How does ActiveCampaign compare to HubSpot?
ActiveCampaign offers significantly more advanced automation capabilities at a fraction of HubSpot’s price. HubSpot’s strength lies in its all-in-one approach: a more powerful CRM, content management, customer service tools, and a more polished interface. For teams focused primarily on marketing automation and email, ActiveCampaign delivers more value per dollar. For teams that need a unified sales and marketing platform, HubSpot’s higher cost may be justified.
Does ActiveCampaign support WhatsApp and SMS marketing?
Yes. SMS is available as an add-on across plans, with credits purchased separately. WhatsApp messaging was launched in July 2025 and has dedicated pricing tiers starting at $99/month (Core plan for 1,000 contacts), or it can be bundled with email plans at a discounted rate. Both channels can be incorporated into automation workflows alongside email and site messages.
The Bottom Line
ActiveCampaign remains the gold standard for marketing automation in the small and mid-size business market. Its visual automation builder is genuinely best-in-class, its deliverability rates are excellent, and the addition of AI capabilities across all plans in 2025 shows a platform that continues to innovate. The 1,000+ integration ecosystem eliminates most connectivity concerns, and the multi-channel expansion into WhatsApp and SMS positions it well for modern marketing needs.
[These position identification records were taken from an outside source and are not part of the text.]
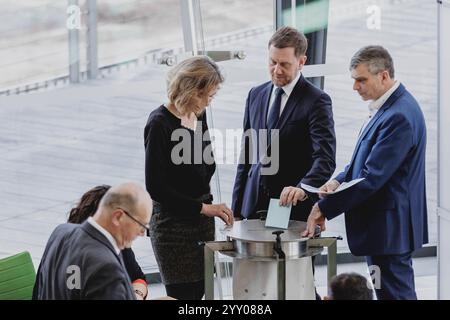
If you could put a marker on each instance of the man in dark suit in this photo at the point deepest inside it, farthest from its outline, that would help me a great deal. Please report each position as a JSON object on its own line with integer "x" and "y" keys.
{"x": 386, "y": 213}
{"x": 301, "y": 146}
{"x": 84, "y": 261}
{"x": 299, "y": 121}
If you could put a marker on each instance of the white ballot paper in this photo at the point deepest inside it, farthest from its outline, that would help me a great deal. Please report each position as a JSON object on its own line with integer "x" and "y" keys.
{"x": 277, "y": 216}
{"x": 342, "y": 186}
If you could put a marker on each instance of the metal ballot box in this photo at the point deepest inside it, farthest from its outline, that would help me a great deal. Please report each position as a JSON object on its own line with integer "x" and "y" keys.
{"x": 250, "y": 239}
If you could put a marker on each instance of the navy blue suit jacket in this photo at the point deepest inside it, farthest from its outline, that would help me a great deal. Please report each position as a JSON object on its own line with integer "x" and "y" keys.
{"x": 102, "y": 274}
{"x": 386, "y": 213}
{"x": 307, "y": 146}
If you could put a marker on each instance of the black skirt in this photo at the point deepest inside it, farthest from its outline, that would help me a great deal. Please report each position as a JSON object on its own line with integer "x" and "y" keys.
{"x": 175, "y": 242}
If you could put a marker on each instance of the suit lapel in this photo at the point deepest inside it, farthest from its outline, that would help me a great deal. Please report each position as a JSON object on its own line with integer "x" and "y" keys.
{"x": 395, "y": 95}
{"x": 97, "y": 235}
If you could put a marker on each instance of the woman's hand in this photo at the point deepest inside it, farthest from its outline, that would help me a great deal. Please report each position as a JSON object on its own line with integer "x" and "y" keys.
{"x": 218, "y": 210}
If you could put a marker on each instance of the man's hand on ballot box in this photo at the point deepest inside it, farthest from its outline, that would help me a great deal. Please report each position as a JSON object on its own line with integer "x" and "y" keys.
{"x": 291, "y": 195}
{"x": 328, "y": 187}
{"x": 315, "y": 218}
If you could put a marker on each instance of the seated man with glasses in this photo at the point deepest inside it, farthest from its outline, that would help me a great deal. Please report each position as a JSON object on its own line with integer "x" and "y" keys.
{"x": 86, "y": 207}
{"x": 85, "y": 261}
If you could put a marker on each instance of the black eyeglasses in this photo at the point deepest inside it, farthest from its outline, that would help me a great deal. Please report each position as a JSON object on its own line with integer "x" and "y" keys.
{"x": 145, "y": 226}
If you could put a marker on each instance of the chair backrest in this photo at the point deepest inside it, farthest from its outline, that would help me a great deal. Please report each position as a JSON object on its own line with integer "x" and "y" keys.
{"x": 17, "y": 277}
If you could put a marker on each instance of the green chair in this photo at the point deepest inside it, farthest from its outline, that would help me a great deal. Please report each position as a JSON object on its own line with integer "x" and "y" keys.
{"x": 17, "y": 277}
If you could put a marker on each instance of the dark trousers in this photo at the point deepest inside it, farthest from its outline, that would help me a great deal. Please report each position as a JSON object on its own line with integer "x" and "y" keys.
{"x": 396, "y": 276}
{"x": 186, "y": 291}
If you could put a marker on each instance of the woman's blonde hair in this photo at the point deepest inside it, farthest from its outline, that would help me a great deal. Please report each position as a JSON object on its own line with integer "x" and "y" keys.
{"x": 192, "y": 77}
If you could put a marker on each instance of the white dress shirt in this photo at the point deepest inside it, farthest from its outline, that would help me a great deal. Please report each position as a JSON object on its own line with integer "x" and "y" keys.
{"x": 287, "y": 92}
{"x": 105, "y": 233}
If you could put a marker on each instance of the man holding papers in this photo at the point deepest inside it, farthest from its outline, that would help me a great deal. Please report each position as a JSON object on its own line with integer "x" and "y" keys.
{"x": 386, "y": 213}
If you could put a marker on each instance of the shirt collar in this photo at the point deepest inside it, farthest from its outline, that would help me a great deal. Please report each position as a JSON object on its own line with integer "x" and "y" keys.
{"x": 105, "y": 233}
{"x": 377, "y": 104}
{"x": 290, "y": 86}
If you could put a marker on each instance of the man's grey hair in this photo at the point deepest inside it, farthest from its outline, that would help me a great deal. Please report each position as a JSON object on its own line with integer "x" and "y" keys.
{"x": 376, "y": 58}
{"x": 113, "y": 200}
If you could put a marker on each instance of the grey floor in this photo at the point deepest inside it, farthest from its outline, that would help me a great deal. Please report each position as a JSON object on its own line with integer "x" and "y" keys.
{"x": 57, "y": 144}
{"x": 424, "y": 269}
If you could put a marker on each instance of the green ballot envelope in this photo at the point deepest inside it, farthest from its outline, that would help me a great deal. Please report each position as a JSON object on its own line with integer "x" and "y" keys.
{"x": 277, "y": 216}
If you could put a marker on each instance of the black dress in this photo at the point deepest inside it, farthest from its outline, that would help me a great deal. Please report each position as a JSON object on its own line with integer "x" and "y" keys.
{"x": 177, "y": 176}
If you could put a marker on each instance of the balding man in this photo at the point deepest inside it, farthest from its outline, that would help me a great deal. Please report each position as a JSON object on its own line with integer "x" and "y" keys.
{"x": 84, "y": 261}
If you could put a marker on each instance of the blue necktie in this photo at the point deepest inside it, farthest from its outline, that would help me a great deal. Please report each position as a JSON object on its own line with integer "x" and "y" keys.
{"x": 274, "y": 113}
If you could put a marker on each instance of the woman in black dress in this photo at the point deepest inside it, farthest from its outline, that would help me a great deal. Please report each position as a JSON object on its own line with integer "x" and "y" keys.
{"x": 179, "y": 165}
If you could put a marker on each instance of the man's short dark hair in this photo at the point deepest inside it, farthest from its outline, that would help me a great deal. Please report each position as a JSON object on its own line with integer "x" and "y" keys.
{"x": 350, "y": 286}
{"x": 376, "y": 58}
{"x": 288, "y": 37}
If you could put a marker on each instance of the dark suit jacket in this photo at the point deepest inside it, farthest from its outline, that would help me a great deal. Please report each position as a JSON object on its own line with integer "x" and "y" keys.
{"x": 307, "y": 146}
{"x": 101, "y": 270}
{"x": 386, "y": 213}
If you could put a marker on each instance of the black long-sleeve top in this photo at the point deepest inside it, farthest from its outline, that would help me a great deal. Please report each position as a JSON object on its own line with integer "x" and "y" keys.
{"x": 175, "y": 176}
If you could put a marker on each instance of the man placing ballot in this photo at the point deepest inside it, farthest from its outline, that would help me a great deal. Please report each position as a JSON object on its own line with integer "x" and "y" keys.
{"x": 386, "y": 213}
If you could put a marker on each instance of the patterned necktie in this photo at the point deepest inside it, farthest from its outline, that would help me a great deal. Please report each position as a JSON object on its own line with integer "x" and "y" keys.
{"x": 274, "y": 113}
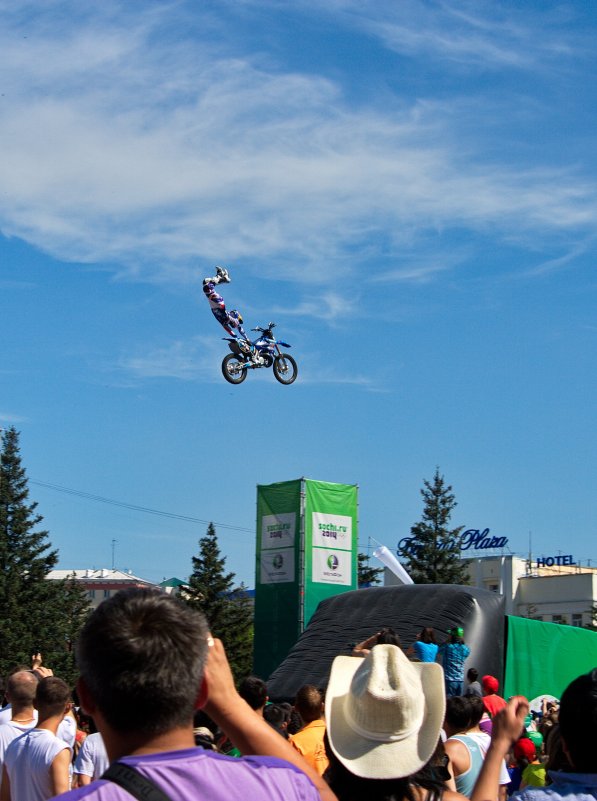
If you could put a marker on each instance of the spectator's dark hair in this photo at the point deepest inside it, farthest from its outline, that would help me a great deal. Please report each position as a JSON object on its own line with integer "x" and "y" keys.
{"x": 277, "y": 716}
{"x": 52, "y": 695}
{"x": 141, "y": 654}
{"x": 387, "y": 636}
{"x": 458, "y": 712}
{"x": 427, "y": 635}
{"x": 349, "y": 787}
{"x": 21, "y": 688}
{"x": 476, "y": 709}
{"x": 578, "y": 721}
{"x": 309, "y": 703}
{"x": 254, "y": 691}
{"x": 556, "y": 758}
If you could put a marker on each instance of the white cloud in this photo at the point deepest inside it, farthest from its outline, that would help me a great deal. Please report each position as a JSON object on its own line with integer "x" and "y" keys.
{"x": 122, "y": 146}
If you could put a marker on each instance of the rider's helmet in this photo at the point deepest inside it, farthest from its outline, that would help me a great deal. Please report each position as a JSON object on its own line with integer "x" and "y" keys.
{"x": 235, "y": 318}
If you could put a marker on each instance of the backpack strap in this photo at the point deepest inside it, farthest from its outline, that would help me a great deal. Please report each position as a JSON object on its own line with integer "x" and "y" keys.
{"x": 135, "y": 783}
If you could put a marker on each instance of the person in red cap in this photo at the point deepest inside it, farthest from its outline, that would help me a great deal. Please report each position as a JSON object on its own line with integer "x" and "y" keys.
{"x": 533, "y": 771}
{"x": 491, "y": 700}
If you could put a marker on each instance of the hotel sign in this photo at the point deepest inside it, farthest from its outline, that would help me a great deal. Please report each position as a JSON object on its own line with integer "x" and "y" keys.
{"x": 550, "y": 561}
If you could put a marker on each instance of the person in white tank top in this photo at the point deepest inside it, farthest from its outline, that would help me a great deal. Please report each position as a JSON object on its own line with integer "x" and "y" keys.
{"x": 36, "y": 764}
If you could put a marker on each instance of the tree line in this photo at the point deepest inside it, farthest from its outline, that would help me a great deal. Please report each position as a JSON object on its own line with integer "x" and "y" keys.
{"x": 41, "y": 615}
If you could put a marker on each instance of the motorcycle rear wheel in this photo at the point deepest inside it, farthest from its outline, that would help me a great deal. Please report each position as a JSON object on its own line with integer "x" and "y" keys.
{"x": 285, "y": 369}
{"x": 233, "y": 370}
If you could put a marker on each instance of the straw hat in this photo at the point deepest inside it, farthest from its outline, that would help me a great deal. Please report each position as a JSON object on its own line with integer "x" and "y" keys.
{"x": 384, "y": 713}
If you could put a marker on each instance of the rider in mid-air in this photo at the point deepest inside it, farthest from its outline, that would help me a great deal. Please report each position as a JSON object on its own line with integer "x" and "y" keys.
{"x": 228, "y": 319}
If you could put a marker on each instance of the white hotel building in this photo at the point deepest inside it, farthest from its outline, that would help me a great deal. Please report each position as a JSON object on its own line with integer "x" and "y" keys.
{"x": 554, "y": 589}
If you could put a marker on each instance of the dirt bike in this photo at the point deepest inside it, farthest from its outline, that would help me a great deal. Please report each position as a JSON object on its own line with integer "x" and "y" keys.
{"x": 261, "y": 352}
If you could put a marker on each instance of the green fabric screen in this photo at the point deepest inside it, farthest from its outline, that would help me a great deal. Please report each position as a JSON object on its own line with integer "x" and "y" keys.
{"x": 278, "y": 565}
{"x": 543, "y": 658}
{"x": 306, "y": 552}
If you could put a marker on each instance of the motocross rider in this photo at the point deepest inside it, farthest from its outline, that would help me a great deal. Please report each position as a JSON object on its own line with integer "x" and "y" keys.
{"x": 229, "y": 320}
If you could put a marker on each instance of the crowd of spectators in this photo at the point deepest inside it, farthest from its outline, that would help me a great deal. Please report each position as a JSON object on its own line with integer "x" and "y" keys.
{"x": 158, "y": 716}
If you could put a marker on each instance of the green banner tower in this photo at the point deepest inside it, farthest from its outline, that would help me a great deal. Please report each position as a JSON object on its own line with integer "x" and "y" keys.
{"x": 306, "y": 551}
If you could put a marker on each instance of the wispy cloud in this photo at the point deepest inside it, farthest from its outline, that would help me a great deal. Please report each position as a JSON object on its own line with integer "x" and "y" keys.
{"x": 150, "y": 155}
{"x": 471, "y": 32}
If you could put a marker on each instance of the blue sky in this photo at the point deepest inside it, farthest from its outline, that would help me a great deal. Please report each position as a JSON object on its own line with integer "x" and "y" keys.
{"x": 408, "y": 189}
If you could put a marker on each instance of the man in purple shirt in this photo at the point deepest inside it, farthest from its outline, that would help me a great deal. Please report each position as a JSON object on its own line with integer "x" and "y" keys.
{"x": 147, "y": 662}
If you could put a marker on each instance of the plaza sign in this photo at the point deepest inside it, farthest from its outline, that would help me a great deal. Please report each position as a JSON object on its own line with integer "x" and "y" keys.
{"x": 472, "y": 539}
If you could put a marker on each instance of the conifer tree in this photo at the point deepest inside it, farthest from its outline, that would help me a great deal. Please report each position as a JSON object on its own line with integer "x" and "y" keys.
{"x": 432, "y": 552}
{"x": 35, "y": 614}
{"x": 227, "y": 608}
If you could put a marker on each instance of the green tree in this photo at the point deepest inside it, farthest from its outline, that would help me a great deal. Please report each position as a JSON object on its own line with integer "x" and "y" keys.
{"x": 227, "y": 607}
{"x": 432, "y": 552}
{"x": 36, "y": 614}
{"x": 367, "y": 575}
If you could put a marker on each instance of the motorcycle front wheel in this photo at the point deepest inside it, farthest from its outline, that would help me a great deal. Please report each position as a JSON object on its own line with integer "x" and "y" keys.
{"x": 233, "y": 370}
{"x": 285, "y": 368}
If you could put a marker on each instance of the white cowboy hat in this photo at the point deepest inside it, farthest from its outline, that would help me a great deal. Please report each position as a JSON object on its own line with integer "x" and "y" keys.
{"x": 384, "y": 713}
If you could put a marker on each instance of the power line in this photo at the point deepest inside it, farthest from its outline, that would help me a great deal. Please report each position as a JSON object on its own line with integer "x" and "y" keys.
{"x": 147, "y": 510}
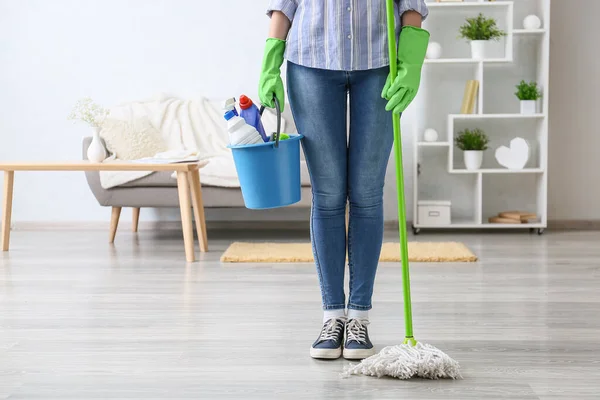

The concerns are real, though. Pricing has increased meaningfully over the past few years, and the November 2025 change to charge new users for inactive contacts is a frustrating step backward. The CRM is adequate but basic. Reporting requires a paid add-on for anything beyond standard metrics. And while the platform is powerful, that power comes with a learning curve that will slow down teams during the first few weeks. Support quality, while generally solid, has shown signs of strain as the company scales.
Our recommendation: if marketing automation is central to your business strategy and you have a contact list under 25,000, ActiveCampaign offers the best combination of automation depth, deliverability, and value on the market. Start with the Pro plan (the sweet spot for features versus cost), take full advantage of the free onboarding and coaching, and budget for pricing increases over time. If you’re running a simple newsletter, it’s more than you need. If you need enterprise-grade CRM and reporting, you’ll outgrow it. But for the core job of automating sophisticated, behavior-driven marketing, nothing else at this price point comes close.